"I feel peace every time I enter here," Father Nazari Polataiko said.
He didn't become a priest to talk about war.
"We don't talk about politics period in our congregation," Polataiko said. "Why is that? It's very simple. Politics is divisive."
But now with his own family, friends and his Russian Orthodox congregation in the throes of a new war, it's hard to ignore.
Now he finds himself with the thankless job of trying to comfort the broken, the scared, as he prepares for a vigil for his Los Angeles community.
"I will try to project some... basically peace," Polataiko said. "We have to find peace in order to make peace radiate in the world."
In Milwaukee, a similar vigil was held for friends and family caught in the crossfire.
"We didn't sleep at night," said Anya Nakonechna, who has family in Ukraine ."We kept on calling everybody: my professors, my grandparents, my teachers, everyone that we know just to keep updated."
In Ohio, Ukrainian-American veterans are seeing hallmarks of history.
"This is just a replay of what Russia always wants to do, they want to establish themselves as a world power and they only feel like they can be a world power if they include the Ukraine," said Nestor Kostryk.

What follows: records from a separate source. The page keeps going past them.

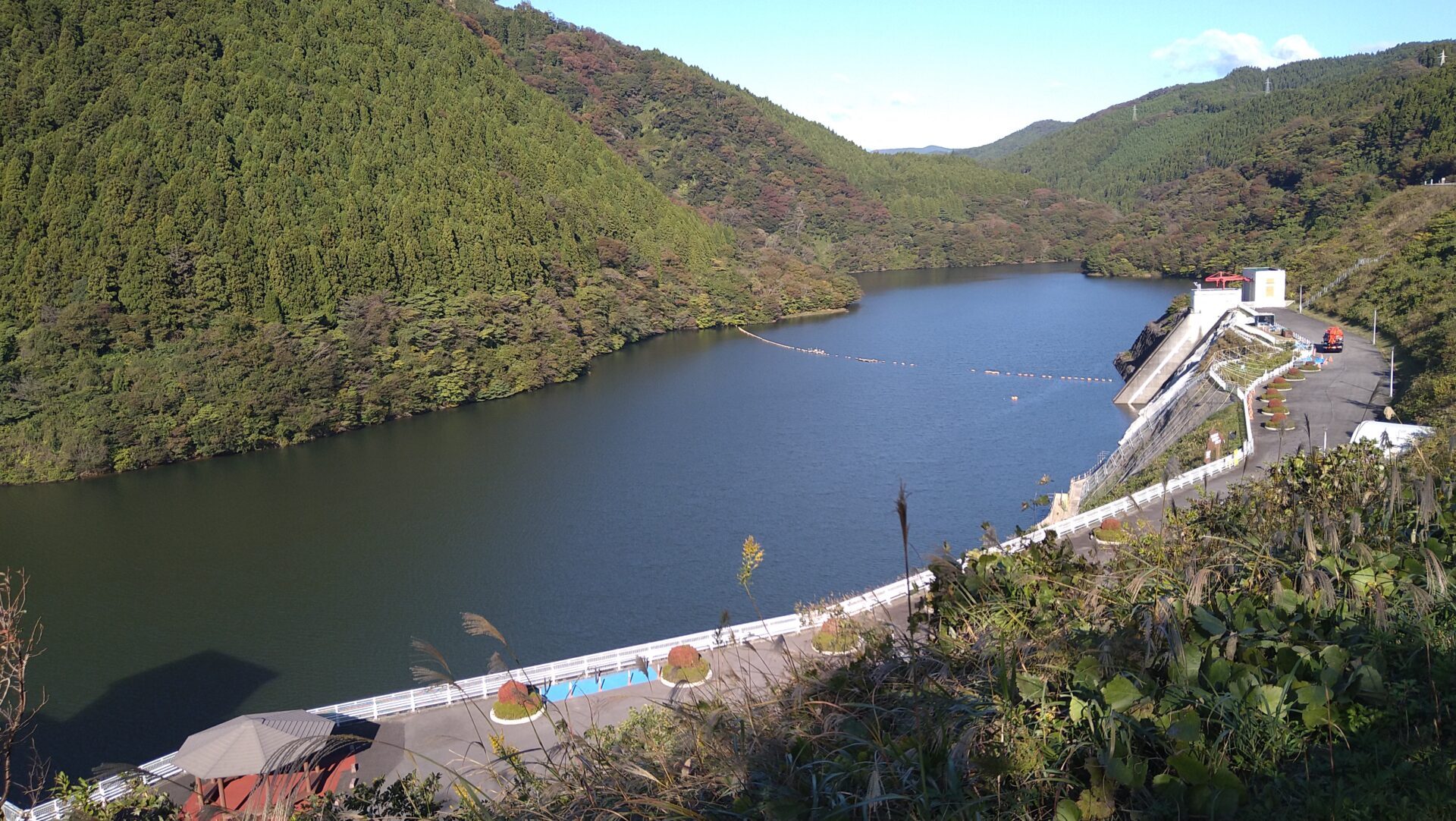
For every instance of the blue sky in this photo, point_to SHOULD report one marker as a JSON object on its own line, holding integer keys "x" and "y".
{"x": 913, "y": 73}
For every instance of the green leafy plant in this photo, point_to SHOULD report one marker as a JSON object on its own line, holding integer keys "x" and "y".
{"x": 835, "y": 637}
{"x": 1111, "y": 530}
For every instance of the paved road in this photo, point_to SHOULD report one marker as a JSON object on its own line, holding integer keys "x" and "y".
{"x": 1327, "y": 405}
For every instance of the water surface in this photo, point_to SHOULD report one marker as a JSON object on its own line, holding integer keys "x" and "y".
{"x": 582, "y": 517}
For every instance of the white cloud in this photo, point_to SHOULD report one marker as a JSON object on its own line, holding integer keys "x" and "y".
{"x": 1222, "y": 52}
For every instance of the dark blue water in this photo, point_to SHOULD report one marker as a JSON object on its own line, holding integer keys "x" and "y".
{"x": 582, "y": 517}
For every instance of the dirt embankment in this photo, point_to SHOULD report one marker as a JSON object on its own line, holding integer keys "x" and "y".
{"x": 1152, "y": 335}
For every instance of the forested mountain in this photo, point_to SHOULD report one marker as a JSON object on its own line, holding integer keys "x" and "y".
{"x": 921, "y": 150}
{"x": 783, "y": 181}
{"x": 1014, "y": 142}
{"x": 1320, "y": 174}
{"x": 228, "y": 226}
{"x": 1220, "y": 174}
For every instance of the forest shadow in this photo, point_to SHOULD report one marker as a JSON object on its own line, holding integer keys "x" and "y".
{"x": 147, "y": 715}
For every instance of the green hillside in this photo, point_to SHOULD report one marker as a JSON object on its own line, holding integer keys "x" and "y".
{"x": 228, "y": 226}
{"x": 781, "y": 179}
{"x": 1184, "y": 130}
{"x": 1014, "y": 142}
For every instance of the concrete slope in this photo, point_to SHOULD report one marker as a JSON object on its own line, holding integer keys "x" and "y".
{"x": 1161, "y": 364}
{"x": 1327, "y": 405}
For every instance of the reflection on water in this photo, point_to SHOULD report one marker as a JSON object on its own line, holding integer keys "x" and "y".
{"x": 580, "y": 517}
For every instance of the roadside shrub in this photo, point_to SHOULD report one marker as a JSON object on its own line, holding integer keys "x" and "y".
{"x": 1110, "y": 530}
{"x": 516, "y": 700}
{"x": 513, "y": 694}
{"x": 685, "y": 665}
{"x": 835, "y": 637}
{"x": 683, "y": 656}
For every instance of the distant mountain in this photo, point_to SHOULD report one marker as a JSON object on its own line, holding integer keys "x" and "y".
{"x": 1318, "y": 174}
{"x": 1014, "y": 142}
{"x": 1184, "y": 130}
{"x": 924, "y": 150}
{"x": 780, "y": 179}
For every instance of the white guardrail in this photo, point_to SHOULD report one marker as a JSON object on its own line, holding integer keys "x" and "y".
{"x": 402, "y": 702}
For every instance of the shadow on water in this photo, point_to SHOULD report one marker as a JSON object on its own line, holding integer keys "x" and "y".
{"x": 137, "y": 718}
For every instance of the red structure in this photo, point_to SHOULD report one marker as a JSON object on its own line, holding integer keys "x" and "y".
{"x": 1225, "y": 280}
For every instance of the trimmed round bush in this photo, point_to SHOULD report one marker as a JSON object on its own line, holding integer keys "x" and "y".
{"x": 683, "y": 656}
{"x": 1110, "y": 530}
{"x": 513, "y": 694}
{"x": 835, "y": 637}
{"x": 1279, "y": 423}
{"x": 516, "y": 700}
{"x": 685, "y": 665}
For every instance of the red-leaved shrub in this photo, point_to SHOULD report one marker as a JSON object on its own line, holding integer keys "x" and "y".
{"x": 683, "y": 656}
{"x": 513, "y": 694}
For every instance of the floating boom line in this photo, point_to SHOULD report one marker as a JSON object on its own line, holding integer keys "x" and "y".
{"x": 986, "y": 372}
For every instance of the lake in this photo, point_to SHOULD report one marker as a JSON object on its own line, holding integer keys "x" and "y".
{"x": 580, "y": 517}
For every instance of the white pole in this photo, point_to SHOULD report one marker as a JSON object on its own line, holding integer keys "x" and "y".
{"x": 1392, "y": 372}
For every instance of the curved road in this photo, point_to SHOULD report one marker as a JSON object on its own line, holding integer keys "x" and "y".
{"x": 1329, "y": 405}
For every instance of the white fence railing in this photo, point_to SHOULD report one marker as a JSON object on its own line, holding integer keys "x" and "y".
{"x": 402, "y": 702}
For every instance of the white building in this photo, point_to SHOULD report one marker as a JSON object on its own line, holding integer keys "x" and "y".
{"x": 1264, "y": 288}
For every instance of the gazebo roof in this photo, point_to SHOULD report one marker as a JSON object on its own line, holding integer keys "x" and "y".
{"x": 254, "y": 744}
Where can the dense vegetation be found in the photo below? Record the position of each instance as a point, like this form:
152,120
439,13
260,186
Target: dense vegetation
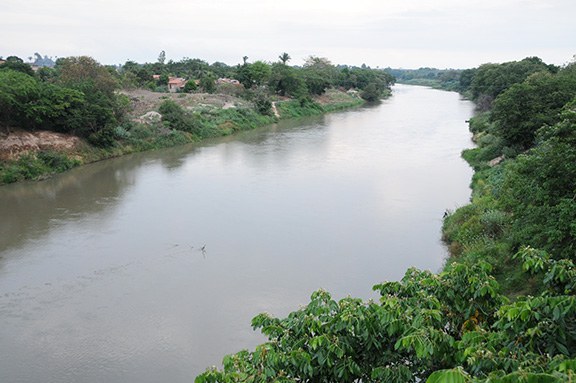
447,79
81,97
504,308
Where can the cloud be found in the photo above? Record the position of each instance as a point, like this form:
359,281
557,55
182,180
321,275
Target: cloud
394,32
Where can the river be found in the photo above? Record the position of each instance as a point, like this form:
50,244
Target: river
149,267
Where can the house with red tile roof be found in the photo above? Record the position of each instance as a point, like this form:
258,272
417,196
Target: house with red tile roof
176,84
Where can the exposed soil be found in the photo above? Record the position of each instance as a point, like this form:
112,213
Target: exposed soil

And at a market in Nashville, where the delicacies of now warring countries share shelves, eastern European immigrants feel the potent irony.
"This is not about a culture or how people feel, do they want to be Russian or Ukrainian, this is only about territory," Olga Kryshtal said.
"People that start wars is broken inside," Father Nazari Polataiko said. "Something is broken inside."